Friday, 19 October 2018
On The Streets

Mach mal!

Also mach mal…..

…..hat mir der Thomas als Antwort geschrieben, als ich ihm einen Kommentar auf seiner Seite zu einer interessanten Blogparade hinterließ.

Sabine stellt auf ihrem Blog Ferngeweht nämlich gerade die Frage nach „dem perfekten Reisetag“. Ich persönlich finde das eine sehr schwierige Frage. Warum?

Ich reise gerne und deshalb hatte ich schon tolle und unvergessliche Reiseerlebnisse. Darum fällt es mir auch sehr schwer hier einen speziellen besonderen Reisetag aufzuführen.

Es fängt ja bereits mit der Definition „Reisetag“ an. Es kommt vor dass ich tagsüber im Hotel im Bett liege und schlafe, weil ich die Nacht davor bis zum Sonnenaufgang mit Kamera und Stativ eine Großstadt erkundete.

USA California Los Angeles
Nachts in LA

Aber der Reihe nach! Generell bin ich ein Typ der gerne unterwegs ist, egal ob mit dem Rad, Boostedboard (ok..dafür werde ich langsam zu alt), Flugzeug oder mit dem Mietwagen! Am Strand rumliegen ist nichts für mich! Ich will was sehen und erleben! Das gelingt mir am besten wenn ich jeden Tag unterwegs bin! 

Malta..eine Woche mit dem Rad zu erkunden hat unglaublich viel Spaß gemacht! 

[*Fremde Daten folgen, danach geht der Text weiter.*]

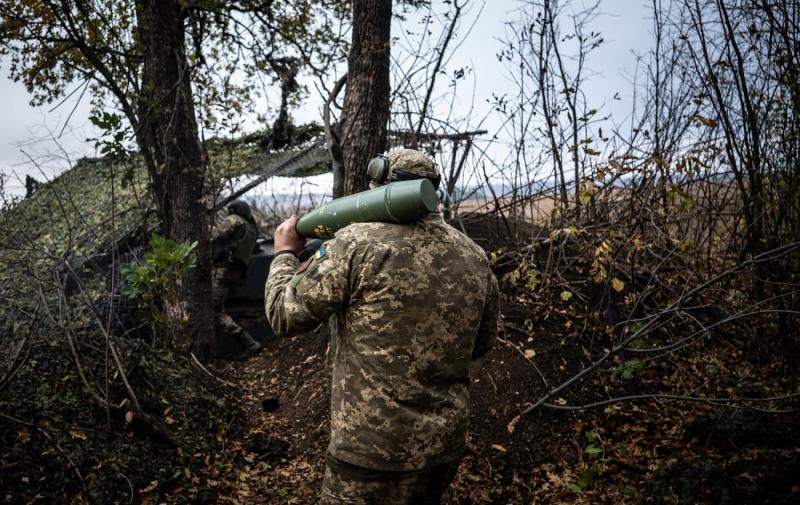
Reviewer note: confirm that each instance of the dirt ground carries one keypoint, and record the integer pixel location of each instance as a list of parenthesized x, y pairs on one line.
[(663, 452)]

Für einen perfekten Reisetag bzw. Reisenacht braucht es allerdings diverse Zutaten!

Ich finde es wichtig mich auf die bevorstehende Reise vorzubereiten. Auch lege ich mir einen kleinen Grundplan für meine Reise zurecht, welcher mir allerdings einen gewissen Spielraum vor Ort erlaubt. Bereits bei der Planung entsteht bei mir auch eine gewisse Vorfreude. Was soll jetzt noch schief laufen, es muss gut werden! 

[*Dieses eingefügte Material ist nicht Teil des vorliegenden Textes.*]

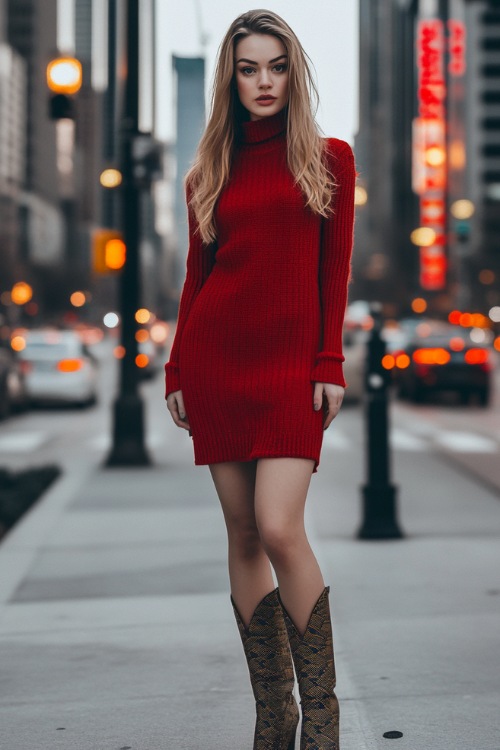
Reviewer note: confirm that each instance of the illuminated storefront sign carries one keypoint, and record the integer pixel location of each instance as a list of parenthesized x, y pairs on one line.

Auf Reisen gilt es Stress zu vermeiden. Darum achte ich darauf, dass ich mir als Tagespensum bzw. für den gesamten Reiseverlauf nicht zu viel vornehme. Diesen Fehler hatte ich früher oft gemacht. Ich wollte so viel wie möglich erleben und sehen, am Ende hetzte ich schließlich meine Punkte ab und konnte die Reise gar nicht so recht genießen. 

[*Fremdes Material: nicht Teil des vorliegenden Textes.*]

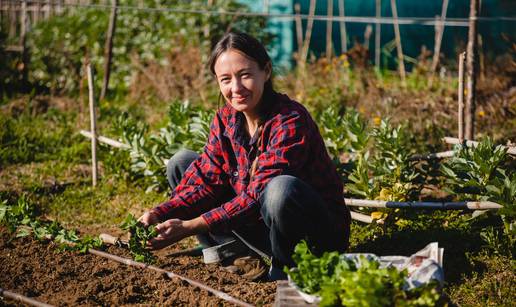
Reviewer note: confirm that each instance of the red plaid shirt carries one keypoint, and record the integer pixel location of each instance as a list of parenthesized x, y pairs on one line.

Off The Vegas Strip“…..diesen Begriff hörte ich vor ca. 30 Jahren von einem Fotografen in Las Vegas. Damals verstand ich diesen Satz nicht so recht. Warum sollte ich mich in Las Vegas nicht am Strip aufhalten? Mittlerweile habe ich diesen Satz verstanden! Auf meinen Reisen ist es Standard geworden, mich abseits der Touristenströme zu bewegen. Ich versuche “Top Spots” zu vermeiden, bzw. suche diese zu Zeiten auf wo ich dort alleine bin. 

Im Morgengrauen hatte ich diesen sonst völlig überrannten Ort in Chicago für mich alleine! 

Eine vernünftige Planung, nicht zu viel vornehmen und sich abseits der Touristenströme zu bewegen, seit ich diese drei Punkte beachte habe ich eigentlich immer entspannte und “perfekte Reisetage”!

  • Moin,

    da sag ich doch gerne “Mach mal”, wenn es dann solche Beiträge gibt. 🙂

    Das mit dem Überladen einer Reise, den Fehler haben wir am Anfang auch gemacht. Ich denke nur an die über 5000 Meilen, auf unserem Südstaaten-Trip. Das war einfach zu viel in zu kurzer Zeit. Wir lassen es inzwischen auch ein wenig ruhiger angehen und planen entspannter. Und wenn wir dann vor Ort mal keine Lust auf ein gestecktes Ziel haben, dann lassen wir es halt ausfallen und geniessen einen anderen Ort dafür um so mehr.